ロボットは雑音環境下に置かれることが多く、一般的な音声対話システムより も多くの考慮が必要になります。
OpenHRIでは、これら雑音の影響を低減するための音響フィルタコンポーネント をいくつか用意しています。この章では「音響エコー除去」を例にして、それ ら音響フィルタコンポーネントの使い方について解説します。
音響エコー除去¶
音響エコーとは、スピーカから出力された音声をマイクロフォンが拾ってしま うことで発生するループのことです。音響エコーが発生すると、正確な音声認 識が難しくなります。

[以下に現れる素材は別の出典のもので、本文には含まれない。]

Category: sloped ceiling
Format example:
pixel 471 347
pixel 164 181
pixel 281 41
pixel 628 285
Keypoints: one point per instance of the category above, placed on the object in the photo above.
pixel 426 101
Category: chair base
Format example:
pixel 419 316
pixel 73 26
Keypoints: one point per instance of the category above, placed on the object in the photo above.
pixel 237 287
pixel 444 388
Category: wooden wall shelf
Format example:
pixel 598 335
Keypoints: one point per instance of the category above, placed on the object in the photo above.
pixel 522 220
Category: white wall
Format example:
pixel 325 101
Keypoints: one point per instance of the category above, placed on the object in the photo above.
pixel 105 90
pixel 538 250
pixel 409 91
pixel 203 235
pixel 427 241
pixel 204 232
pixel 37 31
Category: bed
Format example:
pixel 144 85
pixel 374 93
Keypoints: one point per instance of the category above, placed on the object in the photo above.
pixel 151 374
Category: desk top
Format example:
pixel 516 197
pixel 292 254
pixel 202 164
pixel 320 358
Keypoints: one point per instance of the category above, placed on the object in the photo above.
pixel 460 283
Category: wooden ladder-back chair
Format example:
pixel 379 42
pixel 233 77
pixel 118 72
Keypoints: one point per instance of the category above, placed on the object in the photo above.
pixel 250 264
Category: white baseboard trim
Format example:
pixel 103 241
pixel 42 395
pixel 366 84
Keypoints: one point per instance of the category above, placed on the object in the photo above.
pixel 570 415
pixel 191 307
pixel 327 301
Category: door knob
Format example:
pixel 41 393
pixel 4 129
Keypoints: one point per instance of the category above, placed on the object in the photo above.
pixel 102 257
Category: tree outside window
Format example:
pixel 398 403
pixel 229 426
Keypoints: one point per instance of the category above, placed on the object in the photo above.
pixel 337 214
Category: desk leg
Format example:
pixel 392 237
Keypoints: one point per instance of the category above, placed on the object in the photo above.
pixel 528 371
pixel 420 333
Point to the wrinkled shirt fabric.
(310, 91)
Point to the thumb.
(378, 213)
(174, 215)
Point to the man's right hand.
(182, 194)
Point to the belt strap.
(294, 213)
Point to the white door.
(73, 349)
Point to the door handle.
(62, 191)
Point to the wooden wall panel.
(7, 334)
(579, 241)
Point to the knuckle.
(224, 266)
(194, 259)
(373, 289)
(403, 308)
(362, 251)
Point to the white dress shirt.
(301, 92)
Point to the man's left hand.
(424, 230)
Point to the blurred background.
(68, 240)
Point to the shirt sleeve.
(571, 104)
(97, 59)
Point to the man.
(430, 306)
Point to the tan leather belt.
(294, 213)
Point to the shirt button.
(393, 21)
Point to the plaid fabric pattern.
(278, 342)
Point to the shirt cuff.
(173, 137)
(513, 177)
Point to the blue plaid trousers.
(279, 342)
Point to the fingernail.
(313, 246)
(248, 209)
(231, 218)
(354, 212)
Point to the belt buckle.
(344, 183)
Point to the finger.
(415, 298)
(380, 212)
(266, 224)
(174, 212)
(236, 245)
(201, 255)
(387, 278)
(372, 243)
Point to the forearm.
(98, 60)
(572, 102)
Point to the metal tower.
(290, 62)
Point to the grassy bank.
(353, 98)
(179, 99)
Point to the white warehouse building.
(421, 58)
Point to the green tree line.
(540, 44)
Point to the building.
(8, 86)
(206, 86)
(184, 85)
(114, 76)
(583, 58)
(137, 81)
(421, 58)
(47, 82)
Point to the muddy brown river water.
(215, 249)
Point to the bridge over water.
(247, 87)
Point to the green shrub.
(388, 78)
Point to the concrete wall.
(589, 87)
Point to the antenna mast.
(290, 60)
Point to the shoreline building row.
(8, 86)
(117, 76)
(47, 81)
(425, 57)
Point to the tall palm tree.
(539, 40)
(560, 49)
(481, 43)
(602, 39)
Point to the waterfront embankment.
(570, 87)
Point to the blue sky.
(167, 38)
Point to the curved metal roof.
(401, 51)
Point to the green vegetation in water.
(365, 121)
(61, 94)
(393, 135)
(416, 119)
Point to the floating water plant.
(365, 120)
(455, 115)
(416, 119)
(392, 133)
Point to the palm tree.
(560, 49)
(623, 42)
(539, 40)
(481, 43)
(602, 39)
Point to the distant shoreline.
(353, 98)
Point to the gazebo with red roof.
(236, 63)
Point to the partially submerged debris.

OpenHRIでは、音響エコーの問題を軽減するため2種類ののコンポーネントを用 意しています。それぞれ長所・短所がありますので用途に応じて使い分けてく ださい。
エコーサプレッサ¶
音声出力コンポーネントからの出力を検出し、それと同じタイミングで音声入 力を減衰させることで、スピーカからマイクへの収音を防ぐコンポーネントで す。以下の特徴があります。
- 長所
- 高速で処理できる。入力音声の変形が少ない。
- 短所
- 音声出力中は音声入力できないため、常に音声出力している場合などは使用が難しい。
エコーキャンセラ¶
音声出力コンポーネントからの出力信号よりエコー成分を推測して、マイクか ら収音した信号から推測したエコー成分を除去するコンポーネントです。以下 の特徴があります。
- 長所
- 音声出力中でも音声入力できる。
- 短所
- 適応フィルタ係数を毎回更新するため処理が重い。入力音声を加工するため、 その影響による変形が認識に悪影響を及ぼす場合がある。
使い方¶
以下に Step4: 対話システムを作ろう にて作成した対話システムにエコーサプレッサを接続する例を示します。
コンポーネントの接続¶
AudioInputの出力ポートとJuliusRTCの入力ポートのリンクを削除し、以下のリンクを接続します。
- AudioInputの出力ポートとEchoSuppressorの入力ポート「from_input」
- AudioOutputの出力ポートとEchoSuppressorの入力ポート「from_output」
- EchoSuppressorの出力ポートとJuliusRTCの入力ポート
リンクを作成すると、以下のスクリーンショットのようになります。
動作確認¶
All Activateボタンで全コンポーネントをアクティブ状態に遷移させます。ス ピーカとマイクを近づけて発声し、返事が連続しないことを確認しましょう。